CONFLICTS OF INTEREST
PH, SS, ES, IK, JK, TV, and AS have received honoraria for participating in advisory boards of Herantis Pharma Plc. (Espoo, Finland). KA has been a consultant for Herantis Pharma Plc. AV and OL are employees of Herantis Pharma Plc. (Espoo, Finland). IL, MM, and MS report no conflict of interest.
We wish to thank the patients participating in this study, the study nurses, and operating room and plastic surgery ward personnel at all participating centers. Statistical assistance was provided by Eliisa Löyttyniemi (Turku, Finland).

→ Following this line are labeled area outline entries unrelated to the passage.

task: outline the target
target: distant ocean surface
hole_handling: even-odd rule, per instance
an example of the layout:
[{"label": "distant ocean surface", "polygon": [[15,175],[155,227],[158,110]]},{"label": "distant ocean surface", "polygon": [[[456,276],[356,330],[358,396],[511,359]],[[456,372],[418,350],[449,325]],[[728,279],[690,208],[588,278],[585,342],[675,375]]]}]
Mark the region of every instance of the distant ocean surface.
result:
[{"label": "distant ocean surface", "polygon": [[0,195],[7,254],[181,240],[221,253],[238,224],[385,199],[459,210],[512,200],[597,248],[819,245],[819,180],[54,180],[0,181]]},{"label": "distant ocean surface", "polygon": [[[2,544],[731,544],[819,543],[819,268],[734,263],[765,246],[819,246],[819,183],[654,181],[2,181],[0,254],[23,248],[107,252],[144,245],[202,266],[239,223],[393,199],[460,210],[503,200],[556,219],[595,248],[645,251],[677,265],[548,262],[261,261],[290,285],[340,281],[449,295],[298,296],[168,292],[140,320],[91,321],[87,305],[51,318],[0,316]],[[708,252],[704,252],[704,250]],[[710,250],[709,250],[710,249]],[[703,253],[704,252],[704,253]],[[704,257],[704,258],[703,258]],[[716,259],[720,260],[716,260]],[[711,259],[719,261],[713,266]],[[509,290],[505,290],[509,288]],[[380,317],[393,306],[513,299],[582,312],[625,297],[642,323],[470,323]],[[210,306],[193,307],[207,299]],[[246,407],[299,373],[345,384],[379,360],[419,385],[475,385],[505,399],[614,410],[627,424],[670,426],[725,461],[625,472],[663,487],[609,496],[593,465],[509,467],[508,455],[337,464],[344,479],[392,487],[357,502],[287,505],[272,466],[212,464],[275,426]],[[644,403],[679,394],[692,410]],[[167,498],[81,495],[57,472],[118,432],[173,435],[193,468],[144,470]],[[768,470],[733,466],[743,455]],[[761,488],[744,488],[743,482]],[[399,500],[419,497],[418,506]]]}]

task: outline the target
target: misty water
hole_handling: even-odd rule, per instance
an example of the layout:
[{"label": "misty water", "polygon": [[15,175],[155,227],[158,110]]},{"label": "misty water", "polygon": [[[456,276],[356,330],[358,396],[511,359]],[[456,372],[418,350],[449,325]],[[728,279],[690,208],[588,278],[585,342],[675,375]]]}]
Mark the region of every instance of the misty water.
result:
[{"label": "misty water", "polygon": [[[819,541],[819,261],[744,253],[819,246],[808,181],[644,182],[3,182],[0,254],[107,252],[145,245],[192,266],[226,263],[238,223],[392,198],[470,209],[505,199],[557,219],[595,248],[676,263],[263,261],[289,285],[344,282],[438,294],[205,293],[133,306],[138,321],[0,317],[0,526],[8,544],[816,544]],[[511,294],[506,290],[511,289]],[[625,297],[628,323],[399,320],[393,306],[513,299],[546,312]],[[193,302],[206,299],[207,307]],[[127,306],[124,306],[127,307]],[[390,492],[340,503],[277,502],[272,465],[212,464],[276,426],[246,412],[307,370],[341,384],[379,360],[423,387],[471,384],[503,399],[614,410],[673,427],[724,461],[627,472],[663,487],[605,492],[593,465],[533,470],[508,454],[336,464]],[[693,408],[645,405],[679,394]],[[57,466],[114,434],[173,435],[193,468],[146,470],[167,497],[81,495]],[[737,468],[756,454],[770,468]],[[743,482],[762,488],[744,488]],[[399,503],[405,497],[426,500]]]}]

This trial was supported by Herantis Pharma Plc. (Espoo, Finland). The sponsor has been responsible for trial management and has also reviewed this manuscript.
The research protocol was approved by the Ethical Committee of the Helsinki University Hospital.
The study identifier number at ClinicalTrials.gov is NCT02994771
Financial Disclosure Statement
PH, SS, ES, IK, TV, and AS have received honoraria for participating in advisory boards of Herantis Pharma Plc. (Espoo, Finland). KA has been a consultant for Herantis Pharma Plc. AV and OL are employees of Herantis Pharma Plc. (Espoo, Finland). This trial was supported by Herantis Pharma Plc. (Espoo, Finland). The sponsor has been responsible for trial management and has also reviewed this manuscript.